Since Rivulus are skilled jumpers and can exit through the smallest of openings, their tanks should be well covered with small openings taped up or otherwise covered to prevent their escape.
Most Rivulus are shy fish and need hiding places in aquaria. Usually a large top mop is sufficient for them to hide in.
Breeding of most of the available Rivulus species is not difficult. Most will try to lay their eggs as close to the water surface as possible in top mops, but some have been known to breed in bottom mops or even in gravel. I had a pair of R. milesi that refused to use top and bottom mops, having a preference for breeding in the gravel substrate.
The eggs of all Rivulus are large and, subsequently, so are the fry. All Rivulus fry can take newly hatched brine shrimp from the first day. The fry grow moderately fast, usually maturing between four and eight months of age.
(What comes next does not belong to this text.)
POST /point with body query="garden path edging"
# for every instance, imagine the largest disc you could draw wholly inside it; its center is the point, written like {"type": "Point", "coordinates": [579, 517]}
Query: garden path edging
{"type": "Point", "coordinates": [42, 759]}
Not all Rivulus species are easy to breed, however. In fact, some species such as R. rectocxaudatus, R. glaucus, R. zygonectes, and R. brunneus have probably never been bred. With other species such as R. uroflammeus and R. xiphidius egg production of one to two eggs a day is considered good (Fromm, 33).
- Huber, “A Short Note on a Recent Collection of Rivulus Species (Cyprinodontidae; Pisces) from the Brazilian Coastal Plains”. Journal of the American Killifish Association, Inc. 19:1, 1986.
- Fromm, Dan. “Rivulus as Live Animals”. Journal of the American Killifish Association, Inc. 19:1, 1986.
- Spect, Harry O. “Rivulus maramoratus”. Journal of the American Killifish Association, Inc. 22:5, 1989.
- Thomerson, Jim & Taphorn, Don. “The Caracas Killifish: Rivulus bondi”. Freshwater and Marine Aquarium Magazine, 10 Sept. 1987.